Welcome to our bumper issue of Motion Control. A big welcome also to new SAFPA president, Dustin Pereira. In the President’s letter we have an interview with him to see what his plans are for SAFPA. We also cover an exciting new initiative, the Hydraulics & Pneumatics Export Cluster (HAPEC), which will assist fluid power companies to grow their businesses through exporting.
IIoT is entering the mainstream – the digital deluge – and Motion Control has started running an IIoT feature in recognition of this. Our sister magazine SA Instrumentation & Control has recently issued the annual Technews Industry Guide: Industrial Internet of Things & Industry 4.0, which for those interested in IIoT is well worth a read. It is available online at http://www.instrumentation.co.za/.
All the buzzwords and jargon around IIoT can be confusing, and one of them is the concept of digital disruption. This is a process whereby a smaller company with fewer resources is able to successfully challenge established incumbent businesses. Digital disruptors are organisations that have taken advantage of their digital capabilities to create and drive fundamental shifts. At a recent Wonderware conference I attended, ABInBev’s demand manager, Grant Wolff, said that only 12% of the Fortune 500 companies of 1995 are still in business today. The average age has come down to 20 years. Disruptive technology is blamed for killing corporate America, but in fact it’s the lack of embracing new technology. Most companies don’t know how to implement innovation, they throw buzzwords at the problem and innovate for its own sake.

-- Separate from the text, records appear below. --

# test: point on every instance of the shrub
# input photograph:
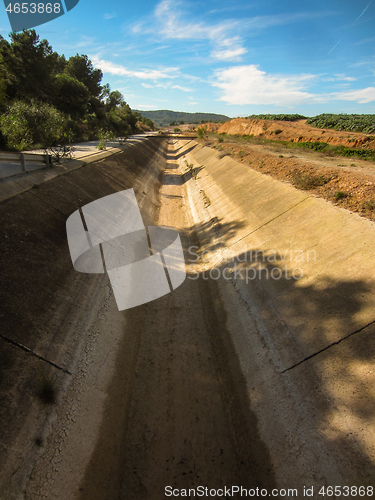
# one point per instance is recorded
(27, 124)
(104, 137)
(202, 132)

Some digital disruptors are well known – Facebook, Google, Netflix, Uber, Airbnb and Amazon. But there are also plenty of examples here at home – companies like Siyavula (online maths and science textbooks), HeroTel (low cost access to WiFi), DroneSnap (aerial imaging and delivery by drone that is 70% cheaper than helicopters), BrightBlack (rooftop solar energy that bypasses Eskom for industrial and commercial markets), WiGroup (on-demand mobile ordering), Snapscan (pay with your phone not your card) and Rain-Fin (a smart online borrowing and lending network), to name but a few. They are changing the face of services in South Africa.
Discovery has sold 90% of all Apple watches through its highly disruptive health insurance services and since inception, Uber has created 4000 work opportunities in this country – mainly for people from sectors losing jobs.

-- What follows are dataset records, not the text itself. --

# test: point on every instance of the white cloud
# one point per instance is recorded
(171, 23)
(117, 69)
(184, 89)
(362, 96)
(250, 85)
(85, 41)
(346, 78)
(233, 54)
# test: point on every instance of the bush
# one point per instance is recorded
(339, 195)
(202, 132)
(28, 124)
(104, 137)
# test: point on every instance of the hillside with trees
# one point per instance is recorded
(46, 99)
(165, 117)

By 2020 there will be 500 million people in sub-Saharan Africa with connected smartphones. There are more innovations that affect real life coming out of Africa than America. One example is how data from mobile phones is being used to track the movement of people to understand how malaria is spread. In Rwanda the Safe Moto is like an Uber for small motorcycles.
An example that makes use of fluid power is Elon Musk’s planned new pneumatic tube transportation system, the Hyperloop. This is a magnetic levitation train running in a low pressure tube that has the potential to transport freight between major US cities at a speed of 1100 kmph. Not quite as recently, almost the entire population of mechanical shovel manufacturers was wiped out by a disruptive technology that it had ignored – hydraulics. Of 30 established companies, only four survived the entrance into the industry of disruptive newcomers such as Caterpillar, O&K, Demag and Hitachi.
Further efficiencies are becoming reality in the courier space. It won’t be long before autonomous trucks are driving to centralised nodes before releasing swarms of drones to complete last-mile delivery. Each vehicle can deliver dozens of parcels simultaneously rather than driving from house to house.
So how does a company become a digital disruptor? Despite the intimidation factor, the entry barrier to explore new digital technologies for their disruptive potential is quite low. “Often it’s the combination of new or existing technologies and a different business model, focus in a given industry, or impact on society that creates the disruptive experience,” says BMI vice president, David Yockelson. For example, General Motors has begun to reimagine itself not as an automaker but as a personal mobility company. Often the disruptor is a company whose products, services and technology deployed in one sector offer a completely different and better way of solving problems in another.
This is all very exciting but CEOs are actually finding that the biggest challenge they face is not technology, but rather creating a culture that can embrace technological change. In posts to CEO magazine’s CEO blog, the consensus was that “culture is the number one impediment – culture moves in a linear way, technology moves exponentially.”